Older patients with breast cancer differ from younger patients with breast cancer in many ways. Comorbidities are different. Regular medication use is different. Levels of independent living and functioning are different. And personal priorities are different.
Yet, sufficient evidence that explains how to tailor treatment for these patients that takes all of these differences into account is lacking, according to an editorial recently published online ahead of print in the Journal of Clinical Oncology (2020; https://doi.org/10.1200/JCO.20.02329).
"Studies that focus on this underserved population, therefore, are of high scientific, public health, and social value," the authors note in the editorial.
Evandro de Azambuja, MD, PhD, Head of the Medical Support Team at the Jules Bordet Institute in Brussels; Noam Falbel Ponde, MD, a medical oncologist and medical research fellow also at the Jules Bordet Institute; and the other co-authors specifically comment on the results of the RESPECT trial that compared adjuvant trastuzumab monotherapy with trastuzumab plus chemotherapy for older adults with breast cancer, which were also published online ahead of print in JCO (2020; https://doi.org/10.1200/JCO.20.00184).
In an interview with Oncology Times, they shared their thoughts about that data and why further research in this area is important.
1 One of the points you make in the editorial is that older adults have been historically understudied in clinical trials for breast cancer. Can you elaborate on what factors have led to these patients being excluded?
PONDE: "Changing demographics are key here. Most of human societies today are aging, a process called demographic transition. Life expectancy is increasing. This is true in both developed and developing countries and has many causes.
"Older persons being a larger proportion of the population and, additionally, having a higher risk of having cancer means for oncologists a larger number of older patients seen at the clinic every day-which alone justifies the need for more research efforts in the area of geriatric oncology.
"As to why this population has been historically underrepresented in clinical trials, a number of explanations are available and ultimately I think all of them are correct. First, due to safety concerns, many trials exclude older patients. In the past, age-based exclusion criteria were a reality.
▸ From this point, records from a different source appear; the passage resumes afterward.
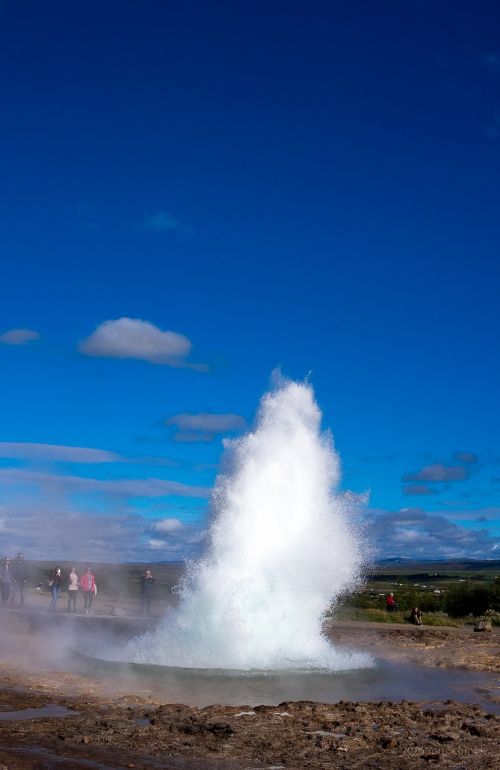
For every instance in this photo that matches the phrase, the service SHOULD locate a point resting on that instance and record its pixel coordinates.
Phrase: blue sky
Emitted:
(305, 185)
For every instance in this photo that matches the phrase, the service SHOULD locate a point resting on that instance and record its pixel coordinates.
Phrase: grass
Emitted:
(375, 615)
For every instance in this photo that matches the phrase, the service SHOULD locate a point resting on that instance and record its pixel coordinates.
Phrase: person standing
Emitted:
(55, 588)
(19, 579)
(147, 582)
(88, 586)
(390, 603)
(6, 581)
(72, 589)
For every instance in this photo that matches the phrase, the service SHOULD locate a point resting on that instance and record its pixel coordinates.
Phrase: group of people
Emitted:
(14, 578)
(415, 614)
(86, 584)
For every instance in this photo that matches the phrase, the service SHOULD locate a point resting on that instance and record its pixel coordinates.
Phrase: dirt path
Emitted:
(109, 728)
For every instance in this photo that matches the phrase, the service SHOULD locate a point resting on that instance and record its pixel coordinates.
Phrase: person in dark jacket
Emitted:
(6, 580)
(55, 587)
(147, 582)
(89, 590)
(19, 579)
But though these are not common today, other exclusion criteria can keep older patients out-for example, those that focus on serious comorbidities or altered laboratory test results-which will of course be more frequent in older patients. Another problem is that physicians themselves overlook older patients for trial participation due to safety concerns."
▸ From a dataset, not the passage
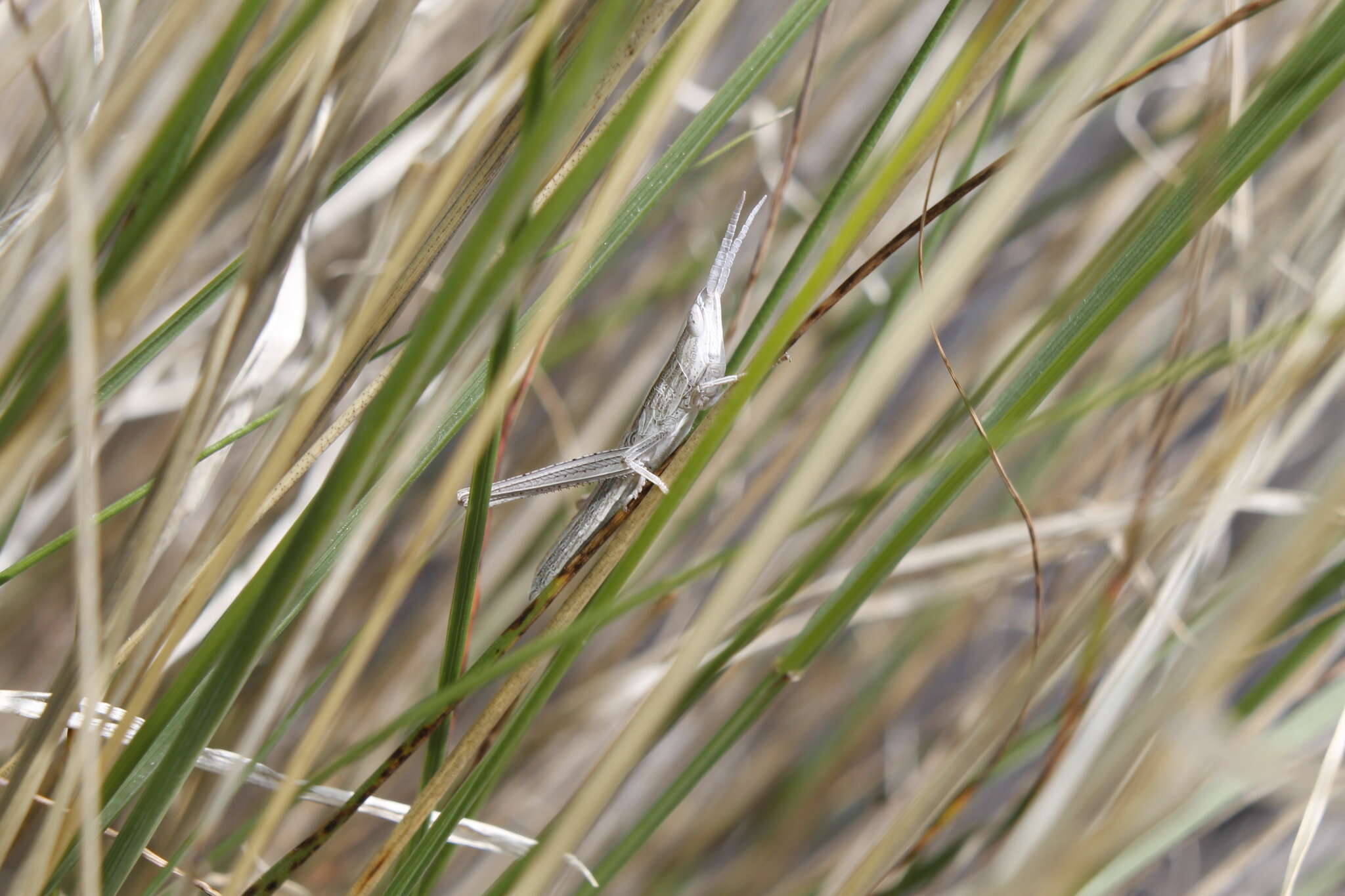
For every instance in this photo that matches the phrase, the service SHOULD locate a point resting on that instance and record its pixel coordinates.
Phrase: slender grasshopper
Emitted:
(692, 381)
2 Your editorial mentions results from the RESPECT trial. What was noteworthy about that research?
AZAMBUJA: "Older patients are a highly heterogeneous population. As we can see in daily life, a 75-year-old woman can be completely independent, live on her own, work, and be a caregiver for other family members. On the other hand, she can be the one in need of care due to a stroke, for instance. It means some older women don't tolerate chemotherapy well-risking loss of functionality, neutropenia, possibly the need to be admitted to the hospital for a chemotherapy-related complication.
"The results of RESPECT suggest that for small, node-negative, HER2-positive breast cancer, the loss in efficacy due to suppressing chemotherapy is very minimal-and therefore we can give to some women trastuzumab alone safely-protecting them both from disease recurrence and chemotherapy toxicity."
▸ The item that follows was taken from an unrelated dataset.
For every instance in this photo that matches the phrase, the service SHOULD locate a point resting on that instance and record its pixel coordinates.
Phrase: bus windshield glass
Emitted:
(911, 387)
3 So, how do we shift the paradigm and improve treatment and care for these older patients?
PONDE: "Better care for older patients is a huge challenge for our health care systems. In oncology, two key changes to improve care for this populations are [first] to create/expand geriatric oncology services so that eventually all older patients can benefit from being cared for within such a setting. Second, more trials focused on older patients are critical, and some research groups like the European Organization for Research and Treatment of Cancer (EORTC) are to be commended for focusing on this and producing highly valuable data.
"It is also important to add that the way toxicity is evaluated currently in clinical trials is suboptimal-even more so for older patients. Ideally, older patients in clinical trials would be followed by trained geriatricians to evaluate the long-term impact of adverse events, particularly those who lead to hospitalization or to increase mortality due to complications." AZAMBUJA: "Most patients with early HER2-positive disease have exceptionally good outcomes today, largely due to anti-HER2 antibodies. Trials such as RESPECT point the way in which our field needs to advance for many patients-de-escalation of chemotherapy. This is true for all patients, particularly older ones."